池田: 自分から開示することが大事だと思っています。そうすることで相手も自己開示しやすくなり、そこから生まれる会話で自分の気づかなかった思い込みに気づけるのではないでしょうか。
ただ、自分から障がいについて話すのはとても勇気のいることです。仕事の中では、相手の方からも声をかけていただけたら、話しやすいなと思います。

このほか、イベントや講演会に積極的に参加することも有効だと思います。多くの価値観や考え方を知ることで、気づけるアンコンシャスバイアスがあると思っています。

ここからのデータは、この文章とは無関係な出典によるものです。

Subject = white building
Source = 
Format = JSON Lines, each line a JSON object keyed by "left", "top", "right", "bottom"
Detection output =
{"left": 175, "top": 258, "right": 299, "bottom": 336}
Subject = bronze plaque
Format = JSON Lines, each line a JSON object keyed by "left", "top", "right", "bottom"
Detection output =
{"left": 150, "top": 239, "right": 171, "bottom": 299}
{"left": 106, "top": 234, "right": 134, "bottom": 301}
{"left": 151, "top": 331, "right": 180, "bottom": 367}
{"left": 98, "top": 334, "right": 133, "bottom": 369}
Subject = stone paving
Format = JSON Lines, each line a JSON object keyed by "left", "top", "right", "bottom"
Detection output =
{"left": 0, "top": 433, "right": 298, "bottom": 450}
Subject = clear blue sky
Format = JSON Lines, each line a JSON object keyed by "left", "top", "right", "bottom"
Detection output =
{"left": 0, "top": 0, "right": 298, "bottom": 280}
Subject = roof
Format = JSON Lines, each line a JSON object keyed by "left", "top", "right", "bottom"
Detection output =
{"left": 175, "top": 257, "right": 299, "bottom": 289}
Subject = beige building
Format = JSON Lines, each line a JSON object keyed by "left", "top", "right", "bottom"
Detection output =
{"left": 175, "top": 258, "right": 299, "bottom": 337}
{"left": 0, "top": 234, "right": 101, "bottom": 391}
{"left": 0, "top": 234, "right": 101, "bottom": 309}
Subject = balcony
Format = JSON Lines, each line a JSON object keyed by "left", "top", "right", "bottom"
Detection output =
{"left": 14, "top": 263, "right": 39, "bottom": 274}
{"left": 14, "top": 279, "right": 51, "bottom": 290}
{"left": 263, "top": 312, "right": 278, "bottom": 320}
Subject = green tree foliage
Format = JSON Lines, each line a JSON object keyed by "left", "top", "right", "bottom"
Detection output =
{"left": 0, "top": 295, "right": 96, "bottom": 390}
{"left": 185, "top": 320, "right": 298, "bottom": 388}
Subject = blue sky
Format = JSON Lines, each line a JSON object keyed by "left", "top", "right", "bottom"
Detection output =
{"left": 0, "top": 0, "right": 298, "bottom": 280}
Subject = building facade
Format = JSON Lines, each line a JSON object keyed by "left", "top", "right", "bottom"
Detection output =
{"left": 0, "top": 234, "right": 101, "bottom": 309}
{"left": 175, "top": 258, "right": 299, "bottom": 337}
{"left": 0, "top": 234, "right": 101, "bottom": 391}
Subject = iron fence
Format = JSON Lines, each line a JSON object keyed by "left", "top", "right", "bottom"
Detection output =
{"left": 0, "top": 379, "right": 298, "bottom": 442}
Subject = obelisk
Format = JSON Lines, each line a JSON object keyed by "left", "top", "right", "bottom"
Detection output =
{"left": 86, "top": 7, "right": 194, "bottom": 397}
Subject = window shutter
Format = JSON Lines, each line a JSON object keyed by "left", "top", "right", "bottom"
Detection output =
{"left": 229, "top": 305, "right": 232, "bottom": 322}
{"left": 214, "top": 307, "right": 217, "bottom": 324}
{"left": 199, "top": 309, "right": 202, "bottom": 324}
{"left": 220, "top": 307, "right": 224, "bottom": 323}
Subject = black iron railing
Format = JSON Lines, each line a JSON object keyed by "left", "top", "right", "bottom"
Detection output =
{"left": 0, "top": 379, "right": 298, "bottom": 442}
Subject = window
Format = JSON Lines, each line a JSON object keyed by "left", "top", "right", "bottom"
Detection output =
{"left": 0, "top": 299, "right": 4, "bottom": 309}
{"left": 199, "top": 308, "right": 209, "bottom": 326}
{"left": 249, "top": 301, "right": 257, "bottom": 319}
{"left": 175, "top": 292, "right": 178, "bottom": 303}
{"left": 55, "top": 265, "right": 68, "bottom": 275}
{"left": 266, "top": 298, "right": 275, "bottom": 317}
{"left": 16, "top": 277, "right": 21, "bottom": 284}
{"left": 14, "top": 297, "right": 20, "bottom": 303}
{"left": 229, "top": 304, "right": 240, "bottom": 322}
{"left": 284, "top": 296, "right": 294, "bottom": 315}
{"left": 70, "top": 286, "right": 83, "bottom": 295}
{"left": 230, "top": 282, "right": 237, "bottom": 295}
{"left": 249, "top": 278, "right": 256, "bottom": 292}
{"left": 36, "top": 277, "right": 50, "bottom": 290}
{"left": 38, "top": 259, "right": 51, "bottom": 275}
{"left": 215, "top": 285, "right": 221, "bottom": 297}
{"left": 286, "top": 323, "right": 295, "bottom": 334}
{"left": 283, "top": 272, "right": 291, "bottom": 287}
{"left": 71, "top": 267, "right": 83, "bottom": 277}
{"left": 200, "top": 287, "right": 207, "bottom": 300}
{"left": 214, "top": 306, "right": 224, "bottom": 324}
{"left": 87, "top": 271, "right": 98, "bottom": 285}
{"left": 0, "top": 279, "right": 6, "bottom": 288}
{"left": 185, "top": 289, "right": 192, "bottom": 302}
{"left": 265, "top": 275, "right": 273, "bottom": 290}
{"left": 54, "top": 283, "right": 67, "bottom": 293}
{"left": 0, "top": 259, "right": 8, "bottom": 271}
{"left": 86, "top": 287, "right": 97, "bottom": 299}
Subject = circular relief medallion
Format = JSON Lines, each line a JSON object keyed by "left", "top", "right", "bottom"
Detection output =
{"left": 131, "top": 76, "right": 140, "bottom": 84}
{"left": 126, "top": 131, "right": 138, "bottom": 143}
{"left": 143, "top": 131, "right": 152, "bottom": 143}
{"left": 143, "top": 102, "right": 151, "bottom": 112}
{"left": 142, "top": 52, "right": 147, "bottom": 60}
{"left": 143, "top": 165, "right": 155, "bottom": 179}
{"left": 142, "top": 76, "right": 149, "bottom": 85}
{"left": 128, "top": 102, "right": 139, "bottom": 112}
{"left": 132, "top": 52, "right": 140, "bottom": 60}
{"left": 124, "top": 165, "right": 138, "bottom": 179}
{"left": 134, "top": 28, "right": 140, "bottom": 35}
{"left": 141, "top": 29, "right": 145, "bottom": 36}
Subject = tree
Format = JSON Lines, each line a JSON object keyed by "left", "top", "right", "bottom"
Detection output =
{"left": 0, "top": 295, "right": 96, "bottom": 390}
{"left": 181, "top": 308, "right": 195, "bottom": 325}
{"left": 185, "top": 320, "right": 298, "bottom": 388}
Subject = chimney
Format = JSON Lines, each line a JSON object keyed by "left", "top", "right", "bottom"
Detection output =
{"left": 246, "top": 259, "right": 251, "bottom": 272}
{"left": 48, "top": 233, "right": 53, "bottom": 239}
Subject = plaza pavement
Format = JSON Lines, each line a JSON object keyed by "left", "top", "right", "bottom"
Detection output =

金田: 知ったつもりになっている場合、自分一人でアンコンシャスバイアスに気づくことができません。相手に「こういう配慮をしようと思うけれど、どう思う?」と恐れずに聞くべきだなと思っていて。こちらが誠意を持って話せば、たとえ間違っていても相手に失礼だと思われないのではと思っています。

串田: 完全にアンコンシャスバイアスが外れた状態になるのは、むずかしいこと。でも、知ろうという気持ちを持って価値観を広げていくことで、色々な人に対応できる幅が増えるのではないかと思っています。

池田さんがチームに来ると知った時、YouTubeで手話の動画を観たのですが、出会いの数だけ学びがあるなと。「助けてあげる」という一方向の状態ではありません。私も教えてもらっていることがたくさんあるので、もっとフラットにとらえています。自分の価値観をアップデートするチャンスだと思っています。

★★★

ジェンダー・障がい・国籍など多様な背景を持つ人がそれぞれの立場で生き生きと活躍する――。重要性をます「D&I」ですが、それを考えるとき、どうしても当事者や制度に議論がかたよりがちです。そこだけにフォーカスしても、組織全体の文化を変える力には結びつきにくい。注目すべきは、一人ひとりの言動や考え方のもとになる「ものごとの見方・捉え方」です。

今回話を聞いた3人が所属するチームでは、当事者の池田さんが自己開示をするだけではなく、メンバーも積極的に聞く体勢を整えることで、より良いコミュニケーションを実現しているそうです。障がいのある方と周りの方が遠慮し合っていては互いの理解は進みません。それぞれが歩み寄り、思いを言葉にすることで互いに働きやすい環境が作れるのではないでしょうか。

この記事がみなさんの職場や学校でのコミュニケーションを再考するきっかけになれば幸いです。